By way of amplification of what Mr. Madhu has said, I wish to add as follows:
Understanding Statutory Bonus
1) When one talks about "Statutory Bonus," one must first ensure that the "Statute" (The Payment of Bonus Act 1956) is applicable to the establishment.
2) The law on Bonus provides the "formula" to calculate "available surplus" and "allocable surplus" for the given year.
3) The law also states that the statutory bonus could range from 8.33% (Minimum) to 20% (Maximum) of the Bonusable salary (Basic+DA).
4) The law, alongside applicability to establishments, also stipulates to whom the act will be applicable and under what conditions!

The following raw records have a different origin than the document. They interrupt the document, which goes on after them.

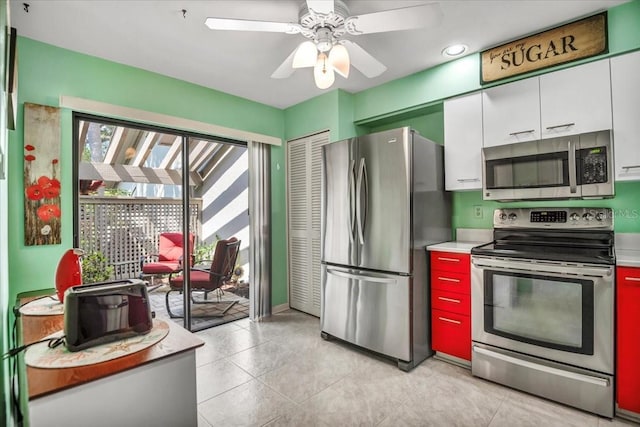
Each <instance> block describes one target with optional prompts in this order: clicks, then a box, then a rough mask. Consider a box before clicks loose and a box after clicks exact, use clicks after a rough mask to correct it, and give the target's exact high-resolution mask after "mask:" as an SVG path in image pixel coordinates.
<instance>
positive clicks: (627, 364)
mask: <svg viewBox="0 0 640 427" xmlns="http://www.w3.org/2000/svg"><path fill="white" fill-rule="evenodd" d="M617 277H618V279H617V282H618V296H617V307H616V308H617V310H616V312H617V316H618V318H617V324H618V327H617V332H618V333H617V343H618V352H617V354H618V360H617V362H618V363H617V366H618V371H617V373H616V379H617V381H618V395H617V401H618V406H619V407H620V408H621V409H625V410H627V411H632V412H637V413H640V365H639V364H638V361H639V360H640V328H638V324H640V268H625V267H618V269H617Z"/></svg>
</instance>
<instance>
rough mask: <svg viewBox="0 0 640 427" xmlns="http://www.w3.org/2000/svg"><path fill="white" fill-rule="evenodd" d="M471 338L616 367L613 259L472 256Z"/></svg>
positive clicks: (592, 367)
mask: <svg viewBox="0 0 640 427" xmlns="http://www.w3.org/2000/svg"><path fill="white" fill-rule="evenodd" d="M471 271H472V277H471V286H472V320H473V322H472V339H473V341H476V342H480V343H485V344H489V345H494V346H497V347H502V348H504V349H508V350H513V351H517V352H521V353H525V354H529V355H532V356H537V357H541V358H544V359H548V360H553V361H556V362H561V363H566V364H569V365H573V366H578V367H583V368H586V369H592V370H595V371H599V372H603V373H609V374H612V373H613V332H614V331H613V319H614V315H613V309H614V269H613V266H601V265H592V264H589V265H585V264H580V265H578V264H569V263H561V262H553V261H541V260H521V259H509V258H494V257H485V256H477V255H474V256H472V267H471Z"/></svg>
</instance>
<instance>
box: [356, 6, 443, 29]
mask: <svg viewBox="0 0 640 427" xmlns="http://www.w3.org/2000/svg"><path fill="white" fill-rule="evenodd" d="M441 21H442V10H441V9H440V5H439V4H438V3H430V4H424V5H420V6H412V7H405V8H401V9H391V10H384V11H382V12H373V13H365V14H364V15H356V16H350V17H348V18H347V19H345V23H344V26H345V28H346V30H347V32H348V33H349V34H354V35H356V34H371V33H382V32H387V31H401V30H412V29H416V28H426V27H433V26H436V25H438V24H439V23H440V22H441Z"/></svg>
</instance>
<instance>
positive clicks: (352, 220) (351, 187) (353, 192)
mask: <svg viewBox="0 0 640 427" xmlns="http://www.w3.org/2000/svg"><path fill="white" fill-rule="evenodd" d="M348 185H349V188H348V189H347V193H348V194H349V241H350V242H351V243H353V242H354V241H355V236H354V233H355V226H356V223H355V221H356V213H355V210H356V161H355V160H351V164H350V165H349V184H348Z"/></svg>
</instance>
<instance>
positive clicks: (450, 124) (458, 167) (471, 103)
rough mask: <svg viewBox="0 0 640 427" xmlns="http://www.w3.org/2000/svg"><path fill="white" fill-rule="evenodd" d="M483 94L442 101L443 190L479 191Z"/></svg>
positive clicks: (480, 175)
mask: <svg viewBox="0 0 640 427" xmlns="http://www.w3.org/2000/svg"><path fill="white" fill-rule="evenodd" d="M481 152H482V94H481V93H480V92H477V93H473V94H471V95H465V96H461V97H458V98H453V99H449V100H446V101H445V102H444V170H445V172H444V176H445V189H446V190H449V191H451V190H480V189H482V156H481Z"/></svg>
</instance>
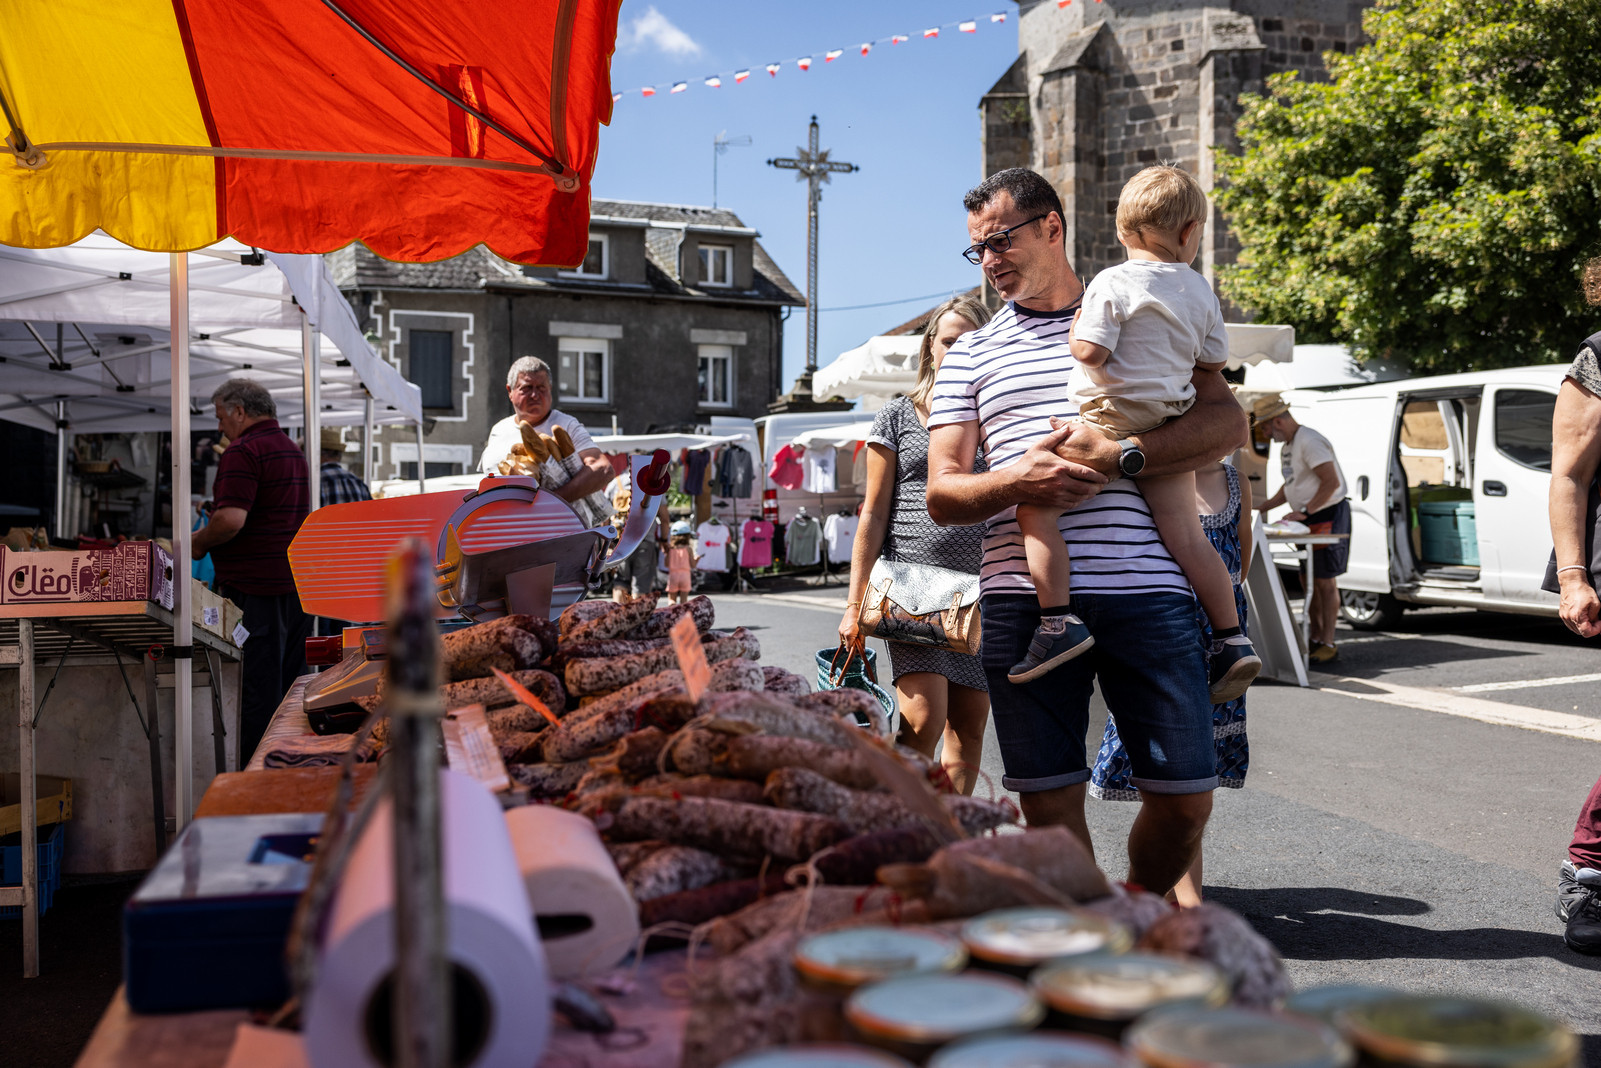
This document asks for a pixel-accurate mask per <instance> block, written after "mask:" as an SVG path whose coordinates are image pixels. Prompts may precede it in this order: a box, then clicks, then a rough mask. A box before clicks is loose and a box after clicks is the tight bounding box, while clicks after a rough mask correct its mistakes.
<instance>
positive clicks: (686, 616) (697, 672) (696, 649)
mask: <svg viewBox="0 0 1601 1068" xmlns="http://www.w3.org/2000/svg"><path fill="white" fill-rule="evenodd" d="M671 634H672V652H674V653H677V656H679V671H682V673H684V685H685V687H687V689H688V692H690V700H692V701H700V698H701V693H704V692H706V687H708V685H711V664H708V663H706V647H704V645H701V640H700V629H698V628H696V626H695V620H693V618H692V616H688V615H685V616H684V618H680V620H679V621H677V623H674V624H672V631H671Z"/></svg>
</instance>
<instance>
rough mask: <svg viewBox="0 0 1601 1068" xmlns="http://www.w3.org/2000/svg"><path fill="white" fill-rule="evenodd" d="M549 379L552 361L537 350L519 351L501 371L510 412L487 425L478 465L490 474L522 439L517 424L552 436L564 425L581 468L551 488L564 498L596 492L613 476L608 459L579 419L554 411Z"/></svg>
mask: <svg viewBox="0 0 1601 1068" xmlns="http://www.w3.org/2000/svg"><path fill="white" fill-rule="evenodd" d="M552 389H554V387H552V383H551V365H549V363H546V362H544V360H541V359H540V357H536V355H524V357H520V359H517V360H516V362H512V365H511V370H508V371H506V395H508V397H511V407H512V415H509V416H506V418H504V420H501V421H500V423H496V424H495V426H493V428H490V439H488V442H485V444H484V458H482V460H480V461H479V471H482V472H484V474H495V472H496V471H498V469H500V464H501V461H503V460H506V456H509V455H511V448H512V445H517V444H519V442H522V426H532V428H533V429H535V431H538V432H540V434H546V436H551V434H554V431H556V428H562V429H564V431H567V436H568V437H572V439H573V450H575V452H576V453H578V458H580V460H581V461H583V464H584V466H583V469H581V471H580V472H578V474H575V476H573V477H572V480H570V482H568V484H567V485H560V487H557V488H556V490H552V492H554V493H556V495H557V496H559V498H562V500H564V501H576V500H578V498H581V496H588V495H591V493H599V492H600V490H604V488H605V485H607V482H610V480H612V464H610V463H608V461H607V458H605V455H604V453H602V452H600V450H599V448H596V444H594V439H591V437H589V431H588V429H584V424H583V423H580V421H578V420H575V418H573V416H570V415H567V413H565V412H557V410H556V408H554V407H552V404H554V394H552Z"/></svg>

5) The law also states that even when the organization incurs a loss, it is obliged to pay the Minimum Bonus to eligible employees.

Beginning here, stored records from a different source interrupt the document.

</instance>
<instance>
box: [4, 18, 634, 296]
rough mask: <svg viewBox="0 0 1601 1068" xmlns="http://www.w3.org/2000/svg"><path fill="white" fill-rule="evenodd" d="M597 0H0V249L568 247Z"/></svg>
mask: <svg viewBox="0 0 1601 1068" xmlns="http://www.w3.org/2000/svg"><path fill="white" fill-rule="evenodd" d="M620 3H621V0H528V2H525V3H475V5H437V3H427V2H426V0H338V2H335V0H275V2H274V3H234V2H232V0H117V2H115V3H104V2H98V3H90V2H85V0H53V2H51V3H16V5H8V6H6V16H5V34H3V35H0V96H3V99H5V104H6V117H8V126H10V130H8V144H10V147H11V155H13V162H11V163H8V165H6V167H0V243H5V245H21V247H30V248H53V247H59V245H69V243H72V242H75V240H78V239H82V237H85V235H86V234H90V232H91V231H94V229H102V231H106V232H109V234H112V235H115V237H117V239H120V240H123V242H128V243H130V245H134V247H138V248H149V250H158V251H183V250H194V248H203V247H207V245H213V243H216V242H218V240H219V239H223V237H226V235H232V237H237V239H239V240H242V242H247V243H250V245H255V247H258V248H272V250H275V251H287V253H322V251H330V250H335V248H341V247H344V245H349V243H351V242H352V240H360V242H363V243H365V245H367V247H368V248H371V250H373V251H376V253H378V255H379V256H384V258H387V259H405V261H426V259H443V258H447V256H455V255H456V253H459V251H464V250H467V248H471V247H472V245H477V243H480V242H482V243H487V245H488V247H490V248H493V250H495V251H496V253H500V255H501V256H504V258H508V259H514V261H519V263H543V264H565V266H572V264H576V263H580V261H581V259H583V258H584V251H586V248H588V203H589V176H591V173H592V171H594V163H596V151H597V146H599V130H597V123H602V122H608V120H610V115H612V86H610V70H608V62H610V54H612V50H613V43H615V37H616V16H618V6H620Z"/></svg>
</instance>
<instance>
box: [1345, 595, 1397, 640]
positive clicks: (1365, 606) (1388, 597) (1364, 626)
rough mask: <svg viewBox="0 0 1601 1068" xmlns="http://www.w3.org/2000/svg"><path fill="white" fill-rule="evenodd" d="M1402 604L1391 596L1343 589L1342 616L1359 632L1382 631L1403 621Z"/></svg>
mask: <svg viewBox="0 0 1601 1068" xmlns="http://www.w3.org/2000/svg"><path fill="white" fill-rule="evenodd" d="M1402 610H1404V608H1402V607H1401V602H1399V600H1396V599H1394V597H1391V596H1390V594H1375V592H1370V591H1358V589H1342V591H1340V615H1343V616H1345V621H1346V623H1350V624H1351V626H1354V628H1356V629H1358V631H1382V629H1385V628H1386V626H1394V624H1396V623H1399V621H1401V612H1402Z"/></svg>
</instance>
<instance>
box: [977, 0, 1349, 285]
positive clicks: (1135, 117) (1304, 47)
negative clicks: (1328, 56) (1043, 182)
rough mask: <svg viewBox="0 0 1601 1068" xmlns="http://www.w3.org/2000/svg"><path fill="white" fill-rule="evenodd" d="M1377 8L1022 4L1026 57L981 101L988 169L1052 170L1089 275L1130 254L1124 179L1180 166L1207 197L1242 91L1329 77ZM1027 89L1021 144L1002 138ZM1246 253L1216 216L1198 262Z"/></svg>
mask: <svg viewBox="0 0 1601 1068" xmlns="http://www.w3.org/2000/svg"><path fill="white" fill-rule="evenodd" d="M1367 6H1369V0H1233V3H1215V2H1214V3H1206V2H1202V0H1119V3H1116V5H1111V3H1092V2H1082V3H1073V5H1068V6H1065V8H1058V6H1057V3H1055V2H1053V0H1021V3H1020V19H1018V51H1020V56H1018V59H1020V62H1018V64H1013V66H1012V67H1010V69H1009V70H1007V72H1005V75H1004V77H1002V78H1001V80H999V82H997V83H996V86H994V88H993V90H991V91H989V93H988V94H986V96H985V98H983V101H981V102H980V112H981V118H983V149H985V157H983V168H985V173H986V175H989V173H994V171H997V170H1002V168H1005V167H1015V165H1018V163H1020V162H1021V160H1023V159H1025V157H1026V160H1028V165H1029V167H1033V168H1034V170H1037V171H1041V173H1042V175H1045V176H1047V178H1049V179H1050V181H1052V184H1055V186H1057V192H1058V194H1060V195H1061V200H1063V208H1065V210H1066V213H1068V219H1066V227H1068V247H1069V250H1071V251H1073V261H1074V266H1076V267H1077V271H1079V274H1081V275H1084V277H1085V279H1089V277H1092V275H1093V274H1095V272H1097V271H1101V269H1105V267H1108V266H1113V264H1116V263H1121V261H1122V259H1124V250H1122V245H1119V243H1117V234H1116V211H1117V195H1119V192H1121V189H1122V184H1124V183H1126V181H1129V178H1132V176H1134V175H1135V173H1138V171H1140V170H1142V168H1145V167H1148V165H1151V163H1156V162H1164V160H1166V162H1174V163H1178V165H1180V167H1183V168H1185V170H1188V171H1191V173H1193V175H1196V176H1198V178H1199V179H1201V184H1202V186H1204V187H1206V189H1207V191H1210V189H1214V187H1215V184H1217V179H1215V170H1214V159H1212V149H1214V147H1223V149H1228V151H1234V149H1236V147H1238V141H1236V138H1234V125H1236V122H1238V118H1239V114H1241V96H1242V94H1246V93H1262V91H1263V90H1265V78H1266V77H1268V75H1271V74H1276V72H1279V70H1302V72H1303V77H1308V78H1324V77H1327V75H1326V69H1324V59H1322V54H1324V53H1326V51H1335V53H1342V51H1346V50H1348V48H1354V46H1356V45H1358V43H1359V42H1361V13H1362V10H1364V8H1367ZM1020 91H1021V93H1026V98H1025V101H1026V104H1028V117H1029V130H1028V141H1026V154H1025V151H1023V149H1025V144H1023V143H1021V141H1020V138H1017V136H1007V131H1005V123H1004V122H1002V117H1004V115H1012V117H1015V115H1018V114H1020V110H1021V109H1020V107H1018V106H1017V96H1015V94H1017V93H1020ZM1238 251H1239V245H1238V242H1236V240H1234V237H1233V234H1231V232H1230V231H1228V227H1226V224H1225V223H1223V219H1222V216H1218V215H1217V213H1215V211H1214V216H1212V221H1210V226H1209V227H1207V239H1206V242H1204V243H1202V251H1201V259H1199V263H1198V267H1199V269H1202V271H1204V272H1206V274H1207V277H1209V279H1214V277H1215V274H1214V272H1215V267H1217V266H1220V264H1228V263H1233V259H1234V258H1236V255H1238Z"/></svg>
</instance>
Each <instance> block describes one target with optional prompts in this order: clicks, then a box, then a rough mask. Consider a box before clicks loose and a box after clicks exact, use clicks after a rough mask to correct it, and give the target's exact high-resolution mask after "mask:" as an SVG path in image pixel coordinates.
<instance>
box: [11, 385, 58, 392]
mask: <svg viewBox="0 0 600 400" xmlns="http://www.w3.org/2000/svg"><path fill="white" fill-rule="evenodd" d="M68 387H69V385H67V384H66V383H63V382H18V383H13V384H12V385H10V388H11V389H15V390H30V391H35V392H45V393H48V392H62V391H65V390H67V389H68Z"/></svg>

6) The law has also provided a mechanism called a "Set On" and "Set Off" statement. Simply put, it requires the employer that when they make profits in excess of 20% Bonus, surplus up to another 20% has to be carried in the books (for three years) as a "set on," and when the employer incurs a loss in a particular year, then they are entitled to (for the next three years) "set off" for the related amount. This mechanism makes it possible for employees to receive the maximum possible bonus depending on the health of the "set on"-"set off" situation.

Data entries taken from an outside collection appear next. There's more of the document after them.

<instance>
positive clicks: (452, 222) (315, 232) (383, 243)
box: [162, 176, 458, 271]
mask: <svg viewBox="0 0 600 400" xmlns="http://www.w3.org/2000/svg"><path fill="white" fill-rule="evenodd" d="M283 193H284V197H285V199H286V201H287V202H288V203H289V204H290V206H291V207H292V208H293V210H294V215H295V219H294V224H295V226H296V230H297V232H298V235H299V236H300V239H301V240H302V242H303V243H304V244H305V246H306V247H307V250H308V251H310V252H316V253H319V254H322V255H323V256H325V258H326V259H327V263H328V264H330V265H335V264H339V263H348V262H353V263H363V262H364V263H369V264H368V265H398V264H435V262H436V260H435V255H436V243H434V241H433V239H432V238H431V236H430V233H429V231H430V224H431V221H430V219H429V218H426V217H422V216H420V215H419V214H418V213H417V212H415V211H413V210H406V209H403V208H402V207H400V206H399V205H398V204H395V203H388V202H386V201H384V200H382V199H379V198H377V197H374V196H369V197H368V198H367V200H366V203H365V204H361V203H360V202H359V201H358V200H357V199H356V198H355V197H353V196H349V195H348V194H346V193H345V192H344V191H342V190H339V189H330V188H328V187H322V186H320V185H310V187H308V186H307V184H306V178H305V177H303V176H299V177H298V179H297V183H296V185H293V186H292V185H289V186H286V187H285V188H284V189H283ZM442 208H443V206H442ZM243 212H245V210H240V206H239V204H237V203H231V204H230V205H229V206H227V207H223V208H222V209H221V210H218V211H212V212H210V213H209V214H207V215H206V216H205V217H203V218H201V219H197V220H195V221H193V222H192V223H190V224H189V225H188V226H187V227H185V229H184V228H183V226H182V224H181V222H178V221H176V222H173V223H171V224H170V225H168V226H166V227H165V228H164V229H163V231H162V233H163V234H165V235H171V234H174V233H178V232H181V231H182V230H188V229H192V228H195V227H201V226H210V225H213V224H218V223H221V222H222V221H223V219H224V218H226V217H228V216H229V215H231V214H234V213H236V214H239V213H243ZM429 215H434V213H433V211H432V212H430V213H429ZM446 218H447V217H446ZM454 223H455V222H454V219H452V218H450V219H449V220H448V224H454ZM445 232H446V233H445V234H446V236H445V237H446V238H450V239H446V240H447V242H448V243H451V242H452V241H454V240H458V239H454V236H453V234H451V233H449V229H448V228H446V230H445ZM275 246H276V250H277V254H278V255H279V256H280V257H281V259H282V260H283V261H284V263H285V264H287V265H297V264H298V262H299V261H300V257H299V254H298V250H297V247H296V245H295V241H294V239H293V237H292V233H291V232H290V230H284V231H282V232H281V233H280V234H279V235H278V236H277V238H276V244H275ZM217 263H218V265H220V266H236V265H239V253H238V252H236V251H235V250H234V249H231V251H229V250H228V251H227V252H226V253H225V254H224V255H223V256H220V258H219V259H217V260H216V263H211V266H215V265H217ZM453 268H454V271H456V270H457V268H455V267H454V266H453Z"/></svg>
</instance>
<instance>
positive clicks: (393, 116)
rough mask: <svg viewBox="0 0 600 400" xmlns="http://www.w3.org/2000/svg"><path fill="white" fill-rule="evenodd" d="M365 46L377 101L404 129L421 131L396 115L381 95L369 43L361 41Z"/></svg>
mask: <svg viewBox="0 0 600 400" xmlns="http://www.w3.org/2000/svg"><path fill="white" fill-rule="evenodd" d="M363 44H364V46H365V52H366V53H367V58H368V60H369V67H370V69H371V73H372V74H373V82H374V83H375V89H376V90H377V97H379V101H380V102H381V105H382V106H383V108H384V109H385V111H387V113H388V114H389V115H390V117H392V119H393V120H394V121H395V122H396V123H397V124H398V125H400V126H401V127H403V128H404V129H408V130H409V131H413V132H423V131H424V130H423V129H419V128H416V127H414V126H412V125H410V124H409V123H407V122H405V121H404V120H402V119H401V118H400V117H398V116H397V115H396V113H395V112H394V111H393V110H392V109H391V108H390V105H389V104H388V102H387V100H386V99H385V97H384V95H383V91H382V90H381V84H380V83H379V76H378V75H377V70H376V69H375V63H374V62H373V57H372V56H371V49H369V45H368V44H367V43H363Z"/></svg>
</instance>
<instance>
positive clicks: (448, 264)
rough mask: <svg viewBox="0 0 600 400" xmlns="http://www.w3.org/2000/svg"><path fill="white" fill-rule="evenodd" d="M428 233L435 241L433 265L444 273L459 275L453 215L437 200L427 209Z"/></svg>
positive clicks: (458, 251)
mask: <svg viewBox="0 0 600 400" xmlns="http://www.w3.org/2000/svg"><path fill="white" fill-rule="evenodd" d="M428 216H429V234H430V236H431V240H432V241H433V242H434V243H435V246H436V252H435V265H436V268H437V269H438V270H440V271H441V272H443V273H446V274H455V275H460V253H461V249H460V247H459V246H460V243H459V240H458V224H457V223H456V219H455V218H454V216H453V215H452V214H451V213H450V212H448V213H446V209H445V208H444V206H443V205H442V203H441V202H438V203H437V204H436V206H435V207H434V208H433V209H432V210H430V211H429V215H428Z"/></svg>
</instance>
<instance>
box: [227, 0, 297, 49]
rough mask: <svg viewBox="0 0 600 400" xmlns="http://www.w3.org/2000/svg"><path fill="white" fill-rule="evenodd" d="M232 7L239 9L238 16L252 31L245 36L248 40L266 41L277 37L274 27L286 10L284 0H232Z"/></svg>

To gain a deeper understanding of the subject, one must study the law and the case law on the subject. I am merely providing an insight!
Regarding the punishment to the employer, yes, the act does provide a procedure to be followed to recover the due bonus from the employer, and for non-adherence, the employer is liable to be punished as Mr. Madhu said!
Trust that the basics are now clear!